Q. How can I meet investors? And how do I work with them?
—Early-stage startup looking to raise money for a consumer company
There’s an adage that says, when you are looking for money, people give you advice, and when you are looking for advice, people give you money. Personally, I think both are invaluable so recommend sourcing opportunities where you can get guidance and funding. I also think it can be best to seek out these resources before you need them. In other words, always look to build your relationships—not just when you are asking for something.
The startup market is crowded, but I believe these three tips could help you get in front of investors.
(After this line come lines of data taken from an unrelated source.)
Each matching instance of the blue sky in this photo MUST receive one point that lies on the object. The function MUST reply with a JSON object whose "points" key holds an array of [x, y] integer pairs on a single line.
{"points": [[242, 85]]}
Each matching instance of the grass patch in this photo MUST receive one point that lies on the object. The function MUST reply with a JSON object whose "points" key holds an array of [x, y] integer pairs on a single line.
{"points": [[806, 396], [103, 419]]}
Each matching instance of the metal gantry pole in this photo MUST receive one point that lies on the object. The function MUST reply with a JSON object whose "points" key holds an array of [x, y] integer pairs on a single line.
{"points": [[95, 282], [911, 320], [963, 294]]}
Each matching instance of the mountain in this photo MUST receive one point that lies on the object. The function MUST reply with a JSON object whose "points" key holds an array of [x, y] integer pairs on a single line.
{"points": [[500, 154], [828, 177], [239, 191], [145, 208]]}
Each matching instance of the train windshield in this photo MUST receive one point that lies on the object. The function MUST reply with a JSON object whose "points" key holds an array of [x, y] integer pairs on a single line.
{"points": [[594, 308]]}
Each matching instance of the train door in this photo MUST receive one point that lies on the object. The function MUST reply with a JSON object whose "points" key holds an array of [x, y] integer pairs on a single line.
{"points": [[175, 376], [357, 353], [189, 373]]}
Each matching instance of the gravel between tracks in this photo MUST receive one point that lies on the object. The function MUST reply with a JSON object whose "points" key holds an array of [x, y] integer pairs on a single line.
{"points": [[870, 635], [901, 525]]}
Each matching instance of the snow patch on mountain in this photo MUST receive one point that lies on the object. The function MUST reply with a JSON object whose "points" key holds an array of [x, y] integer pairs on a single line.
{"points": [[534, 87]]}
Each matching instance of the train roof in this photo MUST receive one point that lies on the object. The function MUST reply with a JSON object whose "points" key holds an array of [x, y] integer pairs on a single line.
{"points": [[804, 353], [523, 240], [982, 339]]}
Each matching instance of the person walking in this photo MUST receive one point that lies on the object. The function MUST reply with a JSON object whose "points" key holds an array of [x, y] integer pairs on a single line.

Put yourself out there and build relationships. You can’t wait to get discovered. Find ways to meet the very best people and listen to their advice. Consider joining an incubator like Y Combinator in order to gain insights from experts who want—and know how—to help. This will also grant you access to great investors and the opportunity to participate in demo days, which allows you to showcase your company to a large audience of interested investors in a short period of time. It could take months—if it was even possible—to get on this number of investors’ calendars. (I also believe this kind of participation leads to higher valuations as it adds credibility and validation.) Leverage other watering holes as well. Try to get onstage around your product launch at events like TechCrunch Disrupt and other industry gatherings. Join a communal working space and talk to people.
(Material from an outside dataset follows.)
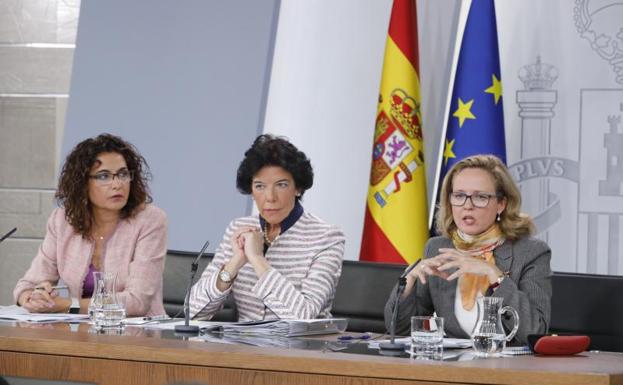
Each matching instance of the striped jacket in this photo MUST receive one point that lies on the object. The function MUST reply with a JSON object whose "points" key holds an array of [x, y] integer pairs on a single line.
{"points": [[306, 263]]}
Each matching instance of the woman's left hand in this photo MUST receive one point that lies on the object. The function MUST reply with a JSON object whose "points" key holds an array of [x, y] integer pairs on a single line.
{"points": [[465, 263], [254, 251]]}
Approach investors at the right time. The right time depends on how many funds exist to chase the idea. Generally speaking, later is generally better, but always leave yourself with negotiating leverage. (If you hold off until you are almost out of cash, you will end up with the potential of being perceived as desperate and thus less powerful on negotiations.) I always appreciate seeing entrepreneurs who are so excited and committed that they had a fair amount of “sweat equity” invested before raising funds. This is more attractive to me than a team that raises money on an idea and their reputation.
Look for investors with more than money; prize sophistication and experience. Family and friend rounds are often done earlier than any formal rounds and they present an attractive option. However, my personal advice is that raising money from family and friends can be risky—unless they are experienced investors. These are people who you will have in your life for a long time and you are asking them to invest at one of the riskiest times of your company. It may be the greatest gift you provide them, or it may be a source of pain over the Thanksgiving table for years to come. Proceed with caution.
Generally, seed investing happens with angels (which may or may not be friends or family) and formal rounds led by VCs (A, B, C rounds) happen years in. There should be about 18 months runway between early rounds. Because your investors will be with you for a long time, and because their ownership will often come with influence, chose investors wisely. They should be people who can offer advice and experience, and who want to help you succeed.